Ces crises de compression correspondent à celles du Sud-Est de la France avec les premières nappes des Alpes et le début du plissement pyrénéo-provençal.

L’évolution toujours active de la chaîne andine provoque une activité séismique régulière.

Geological sketch map of Andean orogen, from Armijo et al., 2015, “Coupled tectonic evolution of Andean orogeny and global climate” in Earth-Science Reviews.
Geological sketch map of Andean orogen, from Armijo et al., 2015, “Coupled tectonic evolution of Andean orogeny and global climate” in Earth-Science Reviews.

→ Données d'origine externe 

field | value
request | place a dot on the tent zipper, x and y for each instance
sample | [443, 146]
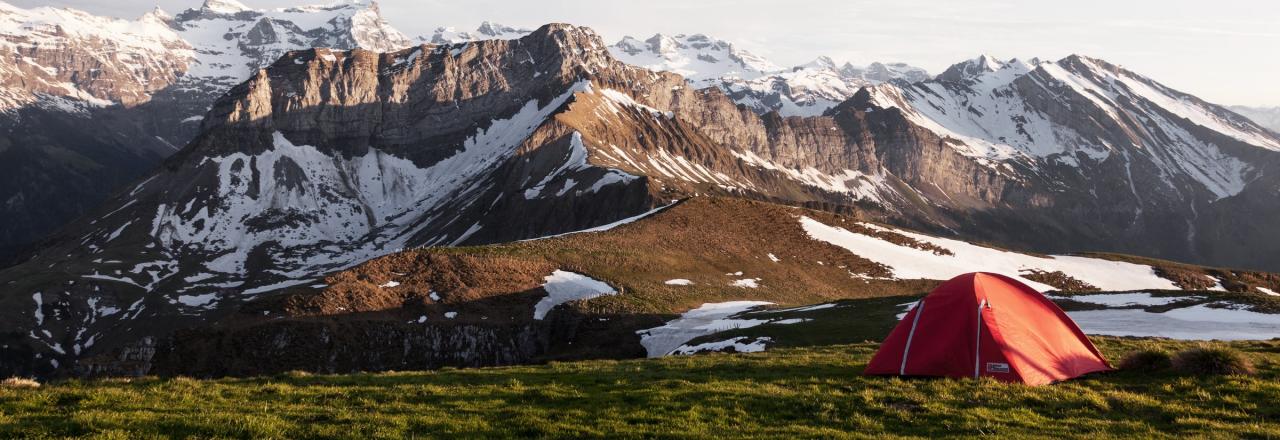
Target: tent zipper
[977, 343]
[919, 310]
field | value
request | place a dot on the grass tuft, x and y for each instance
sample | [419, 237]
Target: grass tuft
[1212, 361]
[19, 383]
[1147, 361]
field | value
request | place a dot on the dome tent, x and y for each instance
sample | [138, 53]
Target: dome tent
[987, 325]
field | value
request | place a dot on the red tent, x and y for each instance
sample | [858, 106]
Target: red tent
[987, 325]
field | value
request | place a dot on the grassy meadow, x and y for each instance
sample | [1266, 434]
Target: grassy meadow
[810, 392]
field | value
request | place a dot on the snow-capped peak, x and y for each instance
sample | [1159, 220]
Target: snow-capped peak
[487, 31]
[156, 14]
[699, 58]
[972, 68]
[818, 63]
[224, 7]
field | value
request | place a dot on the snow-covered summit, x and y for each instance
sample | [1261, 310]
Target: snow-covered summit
[754, 81]
[50, 46]
[224, 7]
[1079, 111]
[700, 59]
[485, 31]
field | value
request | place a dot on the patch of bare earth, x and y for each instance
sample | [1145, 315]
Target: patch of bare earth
[1057, 279]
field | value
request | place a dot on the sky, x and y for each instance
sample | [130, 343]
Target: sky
[1226, 51]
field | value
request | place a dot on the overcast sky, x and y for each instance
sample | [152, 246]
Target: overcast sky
[1226, 51]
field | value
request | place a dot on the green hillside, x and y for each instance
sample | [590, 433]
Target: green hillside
[786, 393]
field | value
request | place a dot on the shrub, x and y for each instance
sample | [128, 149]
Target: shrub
[1212, 361]
[1147, 361]
[18, 383]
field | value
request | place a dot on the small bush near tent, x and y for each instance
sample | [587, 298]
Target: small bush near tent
[1203, 361]
[1147, 361]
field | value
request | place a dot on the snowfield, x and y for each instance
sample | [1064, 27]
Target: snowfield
[708, 319]
[563, 287]
[1223, 321]
[908, 262]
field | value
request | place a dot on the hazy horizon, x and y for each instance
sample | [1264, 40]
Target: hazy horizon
[1180, 44]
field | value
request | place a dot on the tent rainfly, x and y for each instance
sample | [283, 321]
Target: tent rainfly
[987, 325]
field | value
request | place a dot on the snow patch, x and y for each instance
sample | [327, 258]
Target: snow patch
[708, 319]
[563, 287]
[908, 262]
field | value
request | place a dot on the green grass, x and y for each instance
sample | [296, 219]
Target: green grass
[787, 393]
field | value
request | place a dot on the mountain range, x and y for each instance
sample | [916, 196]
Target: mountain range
[318, 140]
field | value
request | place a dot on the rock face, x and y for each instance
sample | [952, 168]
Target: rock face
[1265, 117]
[330, 157]
[99, 101]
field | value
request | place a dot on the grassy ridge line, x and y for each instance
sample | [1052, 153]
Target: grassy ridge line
[789, 393]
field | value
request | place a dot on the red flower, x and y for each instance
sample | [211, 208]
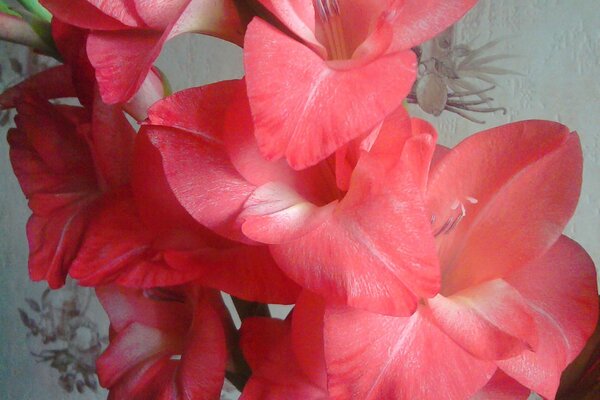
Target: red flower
[65, 157]
[127, 36]
[345, 67]
[142, 238]
[515, 296]
[165, 344]
[370, 248]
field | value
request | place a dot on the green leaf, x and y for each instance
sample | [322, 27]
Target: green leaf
[34, 7]
[5, 9]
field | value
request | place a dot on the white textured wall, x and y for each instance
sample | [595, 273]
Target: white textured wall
[558, 42]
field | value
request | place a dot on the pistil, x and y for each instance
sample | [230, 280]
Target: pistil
[331, 21]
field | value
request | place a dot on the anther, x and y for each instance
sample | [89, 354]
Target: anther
[329, 13]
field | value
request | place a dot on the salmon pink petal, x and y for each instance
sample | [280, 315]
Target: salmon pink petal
[315, 184]
[307, 337]
[514, 194]
[267, 346]
[491, 321]
[313, 100]
[122, 59]
[84, 14]
[115, 240]
[54, 242]
[502, 387]
[155, 202]
[129, 367]
[417, 21]
[247, 272]
[157, 14]
[119, 247]
[275, 214]
[375, 251]
[371, 356]
[121, 10]
[198, 171]
[566, 315]
[52, 83]
[125, 306]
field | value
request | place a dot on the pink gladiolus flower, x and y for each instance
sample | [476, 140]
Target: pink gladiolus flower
[346, 66]
[61, 173]
[127, 36]
[516, 296]
[165, 344]
[370, 247]
[142, 238]
[103, 211]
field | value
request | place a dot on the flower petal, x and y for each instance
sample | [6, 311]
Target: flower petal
[83, 14]
[376, 250]
[122, 59]
[314, 101]
[566, 315]
[371, 356]
[502, 387]
[199, 173]
[513, 210]
[491, 321]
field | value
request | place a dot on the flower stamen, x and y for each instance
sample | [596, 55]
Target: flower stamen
[452, 222]
[329, 14]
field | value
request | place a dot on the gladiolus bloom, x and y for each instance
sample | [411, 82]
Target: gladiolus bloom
[370, 247]
[347, 67]
[516, 296]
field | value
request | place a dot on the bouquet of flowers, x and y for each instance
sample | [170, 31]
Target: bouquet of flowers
[415, 271]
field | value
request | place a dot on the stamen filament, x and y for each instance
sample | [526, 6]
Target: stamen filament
[329, 13]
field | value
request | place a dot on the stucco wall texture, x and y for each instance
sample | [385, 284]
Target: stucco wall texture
[556, 49]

La zone de faille d’Atacama quant à elle longe l’océan Pacifique du Nord au Sud et s’étend sur plus de 1 100 km. Elle se serait formée au début du Jurassique avec la série complexe des régimes tectoniques. La séparation de l’arc arrière andin et de l’océan Pacifique au Jurassique inférieur, la déformation ductile intra-arc au Jurassique supérieur, créant des zones de cisaillement mylonitique, l’apparition d’une ceinture liée au régime de compression au milieu du Crétacé, puis le régime d’extension de l’Oligocène au Miocène, et enfin les grandes réactivations fragiles du Miocène à nos jours, aboutissent à la zone de faille actuelle d’Atacama.

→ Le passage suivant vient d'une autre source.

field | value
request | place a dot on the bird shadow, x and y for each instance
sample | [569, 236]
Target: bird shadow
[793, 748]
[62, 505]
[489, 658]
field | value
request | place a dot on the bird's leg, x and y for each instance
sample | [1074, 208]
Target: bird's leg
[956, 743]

La région comporte principalement des tufs andésitiques et de laves avec de grands batholites de diorite. Des gisements de cuivre porphyrique du Crétacé enrichissent les branches orientales de la faille et présentent un intérêt pour l’homme.

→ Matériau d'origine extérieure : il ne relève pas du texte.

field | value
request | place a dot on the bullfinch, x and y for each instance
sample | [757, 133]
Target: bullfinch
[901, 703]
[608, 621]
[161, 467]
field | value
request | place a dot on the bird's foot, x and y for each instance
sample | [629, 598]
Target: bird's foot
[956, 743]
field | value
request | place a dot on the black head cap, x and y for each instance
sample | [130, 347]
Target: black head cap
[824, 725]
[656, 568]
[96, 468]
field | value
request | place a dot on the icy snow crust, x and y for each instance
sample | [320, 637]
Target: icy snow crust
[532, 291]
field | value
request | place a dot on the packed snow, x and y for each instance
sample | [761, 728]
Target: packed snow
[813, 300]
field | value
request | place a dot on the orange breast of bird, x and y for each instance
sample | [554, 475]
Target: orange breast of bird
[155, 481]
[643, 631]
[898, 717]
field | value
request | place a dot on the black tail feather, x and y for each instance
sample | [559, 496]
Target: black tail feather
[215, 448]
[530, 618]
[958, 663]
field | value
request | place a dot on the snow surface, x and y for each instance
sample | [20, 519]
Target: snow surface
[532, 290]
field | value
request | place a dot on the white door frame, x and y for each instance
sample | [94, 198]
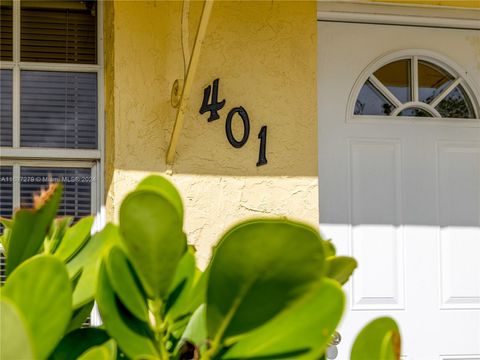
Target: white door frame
[398, 14]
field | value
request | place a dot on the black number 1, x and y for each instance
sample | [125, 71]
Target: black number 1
[262, 157]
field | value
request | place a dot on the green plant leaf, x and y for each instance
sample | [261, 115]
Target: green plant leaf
[133, 343]
[259, 268]
[125, 284]
[164, 187]
[152, 232]
[77, 342]
[30, 227]
[301, 332]
[41, 291]
[79, 316]
[106, 351]
[196, 330]
[74, 238]
[180, 290]
[340, 268]
[379, 339]
[15, 342]
[86, 263]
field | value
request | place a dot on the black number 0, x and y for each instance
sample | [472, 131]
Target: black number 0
[246, 127]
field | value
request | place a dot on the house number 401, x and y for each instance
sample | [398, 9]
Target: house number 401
[211, 104]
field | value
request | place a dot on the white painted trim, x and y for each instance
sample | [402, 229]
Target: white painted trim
[48, 163]
[414, 77]
[398, 14]
[416, 104]
[440, 60]
[51, 153]
[59, 67]
[445, 92]
[384, 90]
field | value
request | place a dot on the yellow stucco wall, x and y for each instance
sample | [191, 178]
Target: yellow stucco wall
[265, 56]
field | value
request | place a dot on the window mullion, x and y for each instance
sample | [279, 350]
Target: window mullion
[16, 76]
[16, 186]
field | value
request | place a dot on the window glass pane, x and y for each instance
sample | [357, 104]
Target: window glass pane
[371, 102]
[58, 109]
[456, 105]
[396, 78]
[6, 107]
[77, 187]
[65, 33]
[415, 112]
[431, 81]
[6, 27]
[6, 193]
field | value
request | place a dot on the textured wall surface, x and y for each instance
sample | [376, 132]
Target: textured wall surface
[265, 56]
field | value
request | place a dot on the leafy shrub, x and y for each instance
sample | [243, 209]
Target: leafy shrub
[272, 289]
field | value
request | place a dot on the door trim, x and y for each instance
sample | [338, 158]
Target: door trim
[403, 15]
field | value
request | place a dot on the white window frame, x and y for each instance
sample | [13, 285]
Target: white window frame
[460, 75]
[56, 157]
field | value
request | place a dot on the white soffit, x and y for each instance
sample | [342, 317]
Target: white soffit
[398, 14]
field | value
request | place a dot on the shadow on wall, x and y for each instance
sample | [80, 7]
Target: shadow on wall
[264, 55]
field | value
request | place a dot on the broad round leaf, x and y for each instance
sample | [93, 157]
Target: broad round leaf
[42, 292]
[302, 332]
[30, 226]
[180, 293]
[380, 339]
[75, 237]
[107, 351]
[14, 342]
[77, 342]
[132, 341]
[196, 330]
[260, 267]
[125, 284]
[164, 187]
[86, 263]
[152, 232]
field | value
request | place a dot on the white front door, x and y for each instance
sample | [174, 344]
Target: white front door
[402, 193]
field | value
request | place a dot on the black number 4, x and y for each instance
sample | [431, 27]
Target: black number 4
[214, 105]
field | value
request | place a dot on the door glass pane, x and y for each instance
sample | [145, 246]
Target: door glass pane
[6, 107]
[456, 105]
[58, 109]
[431, 81]
[59, 31]
[77, 188]
[371, 102]
[6, 27]
[415, 112]
[396, 78]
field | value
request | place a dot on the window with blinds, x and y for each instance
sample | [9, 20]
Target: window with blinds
[6, 207]
[6, 31]
[49, 104]
[6, 107]
[58, 109]
[76, 198]
[65, 33]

La faille d’Atacama agit comme une faille transformante, faille verticale à l’échelle de la lithosphère, permettant au magma de minerai de fer fondu de migrer depuis son lieu d’origine dans le manteau terrestre vers une zone peu profonde de la croûte. Le magma atteint ainsi la surface lors d’éruptions volcaniques puis la roche devient de l’oxyde de fer-apatite lors de son refroidissement.C

Curiosité Géologique

Les sols vitrifiés d’Atacama seraient des traceurs d’incendies naturels à la fin du Pleistocène. En dehors des volcans, les roches vitrifiées sur terre résultent d'incendies spontanés déclenchés ou alimentés par des composés organiques fossiles - charbon ou gaz - qui produisent ce que les géologues appellent des « paralavas » ou laves paradérivées. Certains verres peuvent également provenir d'impacts hypervéloces d’astéroïdes. La distinction entre les deux origines s'avère simple en présence de veines de charbon dans le premier cas ou de cratère d’impact dans le second. En l’absence d’indices évidents, les chercheurs ont considéré que les verres résultaient d’une explosion à très basse altitude de matériel cométaire ou astéroïdal. Dans ce cas et par analogie aux explosions nucléaires, l’énergie cinétique de l’astéroide ou de la comète se transforme en radiations suffisamment intenses pour vitrifier la surface du sol en un temps très court.